Panorama – O que você tem a dizer ao pequeno produtor?

Alexandre – Que eu acho fundamental que ele se organize, seja em cooperativa ou associação, para que tenha cada vez mais o seu espaço. E essa organização requer uma profissionalização. A partir do momento em que ele está estruturado e organizado, ele conseguirá novos canais de comercialização, como uma rede de supermercados…

Panorama – Daí estaremos falando em rastreabilidade, inspeção federal…Quer dizer, para encontrar esses canais o pequeno produtor vai necessitar de recursos, investimentos…

Alexandre – Daí a necessidade de uma associação. Quanto mais fortalecido ele estiver numa organização, mais força ele terá no mercado. A política que a gente está tentando implementar aqui no DPA é a política na perspectiva do agronegócio, e que esteja em sincronia com a demanda dos produtores e com a demanda do mercado mundial. Nós não podemos priorizar uma política apenas para o mercado e esquecer do produtor. Ou apenas para o produtor e esquecer do mercado. E, lógico, que seja geradora de emprego, renda.

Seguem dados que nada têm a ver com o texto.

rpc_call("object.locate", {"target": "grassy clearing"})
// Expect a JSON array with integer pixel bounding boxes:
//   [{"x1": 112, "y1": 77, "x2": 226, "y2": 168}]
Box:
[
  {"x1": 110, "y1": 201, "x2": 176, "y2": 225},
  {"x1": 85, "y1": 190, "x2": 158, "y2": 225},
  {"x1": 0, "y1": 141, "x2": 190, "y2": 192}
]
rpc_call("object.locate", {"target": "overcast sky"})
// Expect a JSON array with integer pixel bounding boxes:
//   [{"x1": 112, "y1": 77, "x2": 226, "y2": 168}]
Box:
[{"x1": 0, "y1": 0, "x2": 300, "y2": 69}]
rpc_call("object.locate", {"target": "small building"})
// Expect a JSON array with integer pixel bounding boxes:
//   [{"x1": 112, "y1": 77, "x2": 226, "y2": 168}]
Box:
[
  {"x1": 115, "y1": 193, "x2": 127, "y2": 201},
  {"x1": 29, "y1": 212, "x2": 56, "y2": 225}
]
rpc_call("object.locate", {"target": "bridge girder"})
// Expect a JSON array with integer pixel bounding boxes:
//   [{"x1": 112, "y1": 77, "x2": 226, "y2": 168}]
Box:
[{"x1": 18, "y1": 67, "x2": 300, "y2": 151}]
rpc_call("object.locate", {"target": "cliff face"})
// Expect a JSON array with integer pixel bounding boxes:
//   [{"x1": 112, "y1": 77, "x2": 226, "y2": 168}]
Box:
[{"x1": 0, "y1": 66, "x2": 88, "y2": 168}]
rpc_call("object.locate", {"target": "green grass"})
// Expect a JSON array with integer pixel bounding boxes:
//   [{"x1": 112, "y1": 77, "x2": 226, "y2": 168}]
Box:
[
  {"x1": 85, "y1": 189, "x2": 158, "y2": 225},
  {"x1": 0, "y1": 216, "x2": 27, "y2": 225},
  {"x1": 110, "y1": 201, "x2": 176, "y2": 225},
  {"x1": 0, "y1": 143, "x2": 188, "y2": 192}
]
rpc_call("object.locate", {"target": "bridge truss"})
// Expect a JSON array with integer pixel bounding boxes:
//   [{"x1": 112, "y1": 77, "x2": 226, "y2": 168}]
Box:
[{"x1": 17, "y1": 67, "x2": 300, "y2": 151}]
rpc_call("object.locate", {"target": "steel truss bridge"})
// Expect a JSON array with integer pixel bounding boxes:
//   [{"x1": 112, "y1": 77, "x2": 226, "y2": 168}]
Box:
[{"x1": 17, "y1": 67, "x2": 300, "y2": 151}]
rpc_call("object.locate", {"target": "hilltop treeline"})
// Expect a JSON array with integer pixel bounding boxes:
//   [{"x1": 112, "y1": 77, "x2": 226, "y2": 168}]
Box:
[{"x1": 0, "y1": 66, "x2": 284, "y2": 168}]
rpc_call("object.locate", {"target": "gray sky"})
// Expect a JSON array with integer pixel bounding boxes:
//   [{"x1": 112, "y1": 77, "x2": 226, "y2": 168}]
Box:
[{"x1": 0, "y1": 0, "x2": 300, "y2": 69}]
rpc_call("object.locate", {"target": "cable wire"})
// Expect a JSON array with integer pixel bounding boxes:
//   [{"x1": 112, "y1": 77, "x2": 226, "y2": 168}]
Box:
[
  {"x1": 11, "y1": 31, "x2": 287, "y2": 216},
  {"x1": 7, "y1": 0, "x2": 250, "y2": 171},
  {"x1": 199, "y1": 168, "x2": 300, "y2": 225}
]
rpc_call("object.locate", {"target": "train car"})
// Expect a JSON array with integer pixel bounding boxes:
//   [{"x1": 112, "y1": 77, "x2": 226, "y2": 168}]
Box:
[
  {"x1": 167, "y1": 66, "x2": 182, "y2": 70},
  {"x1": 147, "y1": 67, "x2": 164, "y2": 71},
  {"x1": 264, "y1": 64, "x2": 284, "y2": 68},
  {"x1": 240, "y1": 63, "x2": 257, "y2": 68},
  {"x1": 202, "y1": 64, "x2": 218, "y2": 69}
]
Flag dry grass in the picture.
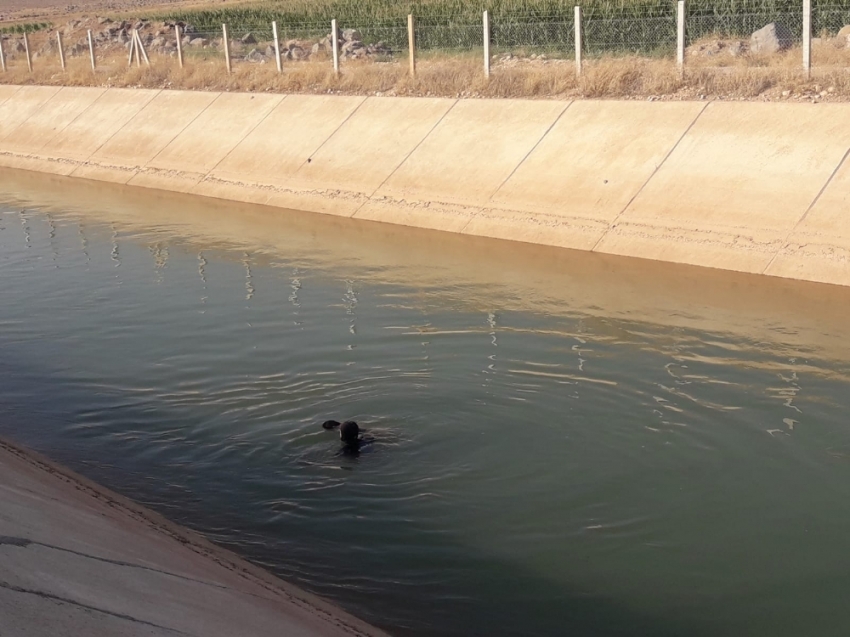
[0,45,850,100]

Panorama – Finalizando, o que o produtor pode e deve esperar em termos de realizações do DPA, em cima dessa política que você acabou de falar?

Alexandre – Estrategicamente definimos quatro vetores de atuação. Esses vetores são a promoção institucional; o encontro do agronegócio aqüícola do Brasil; a regulamentação do setor e, a harmonização da agenda política. A promoção institucional, como foi dito, tem como objetivo a geração e difusão de informações para a consolidação das cadeias produtivas. Através da informação gerada, tem-se como objetivo a disseminação do potencial da aqüicultura, elevando a imagem do setor. O encontro do agronegócio aqüícola do Brasil tem como objetivo a consolidação das ações das cadeias produtivas desenvolvidas pelo DPA e a orientação de ações futuras, na perspectiva do mercado aqüícola. A regulamentação, como vimos, tem como objetivo a coordenação institucional para normatizar a atividade, facilitando os fluxos nas cadeias produtivas e garantindo segurança ao empreendedor quanto à legalidade de seus investimentos. Por fim, a harmonização da agenda política tem como objetivo introduzir uma moderna ferramenta de gestão da política pública, através de intermediação de interesses na cadeia produtiva. Será realizada por consenso, minimizando os conflitos e demonstrando à iniciativa privada que o setor público está aberto ao diálogo.